An algebraic expression contains variables, coefficients, and constants combined with operations. Like terms share identical variable parts and can be combined.

★ Memorize
Distributive: a(b + c) = ab + ac
Combine like terms: 3x + 5x = 8x
Evaluate: substitute value for variable
Example
Simplify: 4x − 3 + 2x + 7
= (4x + 2x) + (−3 + 7) = 6x + 4
3

Linear Equations (One Variable)

A linear equation in one variable has degree 1. Solve by isolating the variable using inverse operations (addition↔subtraction, multiplication↔division).

★ Memorize
Standard form: ax + b = c
Steps: Distribute → Combine → Move vars → Isolate
Check: substitute answer back
Example
Solve: 3x − 5 = 16
3x = 21 → x = 7
4

Linear Inequalities

Inequalities use <, >, ≤, ≥. Solve like equations, but FLIP the inequality sign when multiplying or dividing by a NEGATIVE number.

★ KEY RULE — Flip when × or ÷ negative
−2x > 8 → x < −4 (sign flipped!)
Compound: a < x < b (interval notation)
Graph: open circle (</>), closed circle (≤/≥)
Example
Solve: −3x + 4 ≤ 13
−3x ≤ 9 → x ≥ −3
5

Functions & Graphs

A function maps each input (domain) to exactly ONE output (range).

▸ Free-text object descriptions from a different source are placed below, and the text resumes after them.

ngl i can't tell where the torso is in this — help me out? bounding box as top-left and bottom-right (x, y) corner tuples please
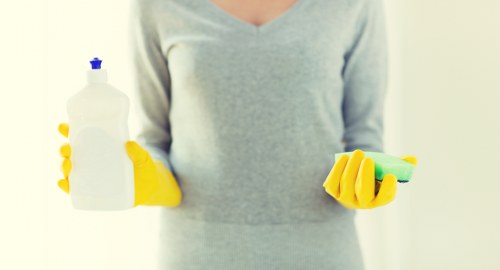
(136, 0), (379, 268)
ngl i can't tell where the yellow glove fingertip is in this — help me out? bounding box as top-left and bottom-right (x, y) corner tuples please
(60, 143), (71, 158)
(125, 140), (137, 149)
(58, 123), (69, 138)
(401, 155), (418, 165)
(61, 158), (72, 178)
(125, 141), (151, 165)
(352, 149), (365, 156)
(58, 179), (70, 194)
(372, 174), (397, 208)
(125, 141), (138, 155)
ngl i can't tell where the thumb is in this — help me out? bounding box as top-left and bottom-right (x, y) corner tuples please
(401, 155), (418, 165)
(125, 141), (152, 165)
(372, 174), (397, 207)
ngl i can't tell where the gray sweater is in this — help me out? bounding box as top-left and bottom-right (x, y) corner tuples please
(130, 0), (387, 269)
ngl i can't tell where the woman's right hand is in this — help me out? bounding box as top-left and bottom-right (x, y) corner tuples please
(57, 123), (182, 207)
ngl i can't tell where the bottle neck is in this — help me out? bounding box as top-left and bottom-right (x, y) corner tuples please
(87, 69), (107, 83)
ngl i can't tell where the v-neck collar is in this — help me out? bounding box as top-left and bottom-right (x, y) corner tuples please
(203, 0), (305, 34)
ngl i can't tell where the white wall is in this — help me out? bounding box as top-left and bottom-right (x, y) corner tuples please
(398, 0), (500, 269)
(0, 1), (45, 269)
(359, 1), (500, 269)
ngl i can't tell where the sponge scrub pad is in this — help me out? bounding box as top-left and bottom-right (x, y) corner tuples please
(334, 152), (415, 183)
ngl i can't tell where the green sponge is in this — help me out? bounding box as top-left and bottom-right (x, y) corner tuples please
(334, 152), (415, 183)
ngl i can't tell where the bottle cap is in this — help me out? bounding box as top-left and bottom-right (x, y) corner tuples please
(87, 57), (107, 83)
(90, 57), (102, 69)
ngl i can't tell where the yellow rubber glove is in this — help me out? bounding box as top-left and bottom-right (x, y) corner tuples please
(57, 123), (182, 207)
(322, 149), (417, 209)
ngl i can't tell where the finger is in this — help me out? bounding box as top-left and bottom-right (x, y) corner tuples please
(372, 174), (397, 208)
(339, 149), (364, 201)
(58, 123), (69, 138)
(401, 156), (418, 165)
(59, 143), (71, 158)
(58, 179), (70, 193)
(125, 141), (152, 166)
(61, 158), (72, 179)
(355, 157), (376, 208)
(323, 154), (349, 199)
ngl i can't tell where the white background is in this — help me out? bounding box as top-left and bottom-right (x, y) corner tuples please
(1, 0), (499, 269)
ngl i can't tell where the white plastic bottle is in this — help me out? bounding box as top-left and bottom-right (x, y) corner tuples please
(67, 57), (134, 210)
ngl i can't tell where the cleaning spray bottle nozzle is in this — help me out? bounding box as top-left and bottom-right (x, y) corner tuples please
(90, 57), (102, 69)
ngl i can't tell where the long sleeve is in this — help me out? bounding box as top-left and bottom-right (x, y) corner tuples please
(129, 0), (174, 171)
(341, 0), (388, 153)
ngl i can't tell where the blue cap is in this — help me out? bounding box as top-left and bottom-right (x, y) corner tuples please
(90, 57), (102, 69)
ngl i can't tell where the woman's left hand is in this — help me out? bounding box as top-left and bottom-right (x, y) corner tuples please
(322, 149), (397, 209)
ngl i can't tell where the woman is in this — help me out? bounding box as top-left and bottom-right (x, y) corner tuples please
(58, 0), (403, 268)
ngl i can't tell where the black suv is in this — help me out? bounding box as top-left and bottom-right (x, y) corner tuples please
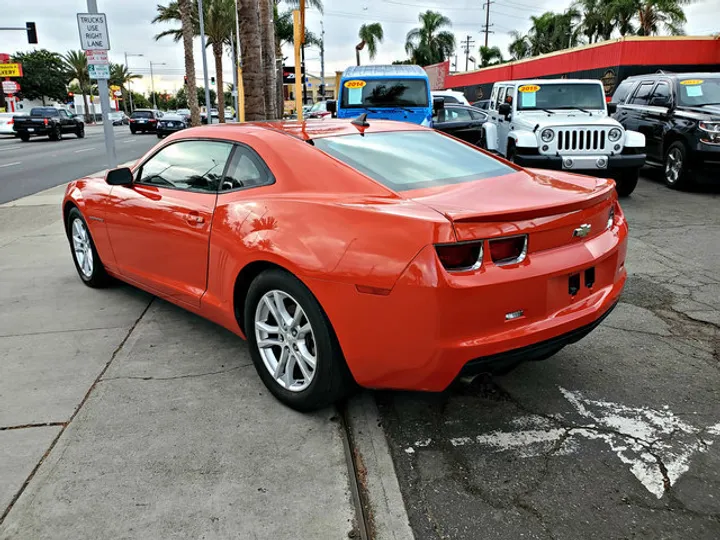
(610, 72), (720, 189)
(129, 109), (163, 134)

Tested with the Vertical Line Test on a graph.

★ Memorize
f(x) = expression in x
Domain: set of valid inputs
Range: set of all outputs
Vertical Line Test: a graph is a function if no vertical line crosses it more than once
Example
f(x) = 2x − 3. Find f(5).
f(5) = 2(5) − 3 = 10 − 3 = 7
6

Linear Functions & Slope

A linear function forms a straight line. Slope (m) measures steepness. The y-intercept (b) is where the line crosses the y-axis.

★ Memorize All Three Forms
Slope: m = (y₂ − y₁) / (x₂ − x₁)
Slope-Intercept: y = mx + b
Standard Form: Ax + By = C
Point-Slope: y − y₁ = m(x − x₁)
Parallel: equal slopes · Perpendicular: m₁ × m₂ = −1
Example
Find slope between (2, 5) and (6, 13)
m = (13−5)/(6−2) = 8/4 = 2
7

Systems of Linear Equations

A system is two or more equations with the same variables. The solution is the point of intersection — values that satisfy ALL equations simultaneously.

★ Three Methods
Substitution: solve one eq for a var, substitute
Elimination: add/subtract equations to cancel a var
Graphing: find intersection point
No solution: parallel lines · Infinite: same line
Example
Solve: x + y = 7 and x − y = 3
Add: 2x = 10 → x = 5, y = 2. Solution: (5, 2)
8

Laws of Exponents

Exponent rules govern how to simplify expressions with powers. These rules apply to all real bases (b ≠ 0).

★ Memorize All Rules
Product: bᵐ × bⁿ = bᵐ⁺ⁿ
Quotient: bᵐ ÷ bⁿ = bᵐ⁻ⁿ
Power: (bᵐ)ⁿ = bᵐⁿ
Zero exp: b⁰ = 1
Negative exp: b⁻ⁿ = 1/bⁿ
Example
Simplify: x³ × x⁵ ÷ x²
= x^(3+5−2) = x⁶
9

Polynomials: Addition, Subtraction & Multiplication

A polynomial is a sum of terms with non-negative integer exponents. To add/subtract, combine like terms. To multiply, use the Distributive Property (FOIL for binomials).

★ FOIL Method
FOIL: (a+b)(c+d) = ac + ad + bc + bd
(a+b)² = a² + 2ab + b²
(a+b)(a−b) = a² − b²
Degree = highest exponent
Example
Expand: (x + 3)(x − 5)
= x² − 5x + 3x − 15 = x² − 2x − 15
10

Factoring Polynomials

Factoring reverses multiplication. Always look for GCF first, then try special patterns or the ac method.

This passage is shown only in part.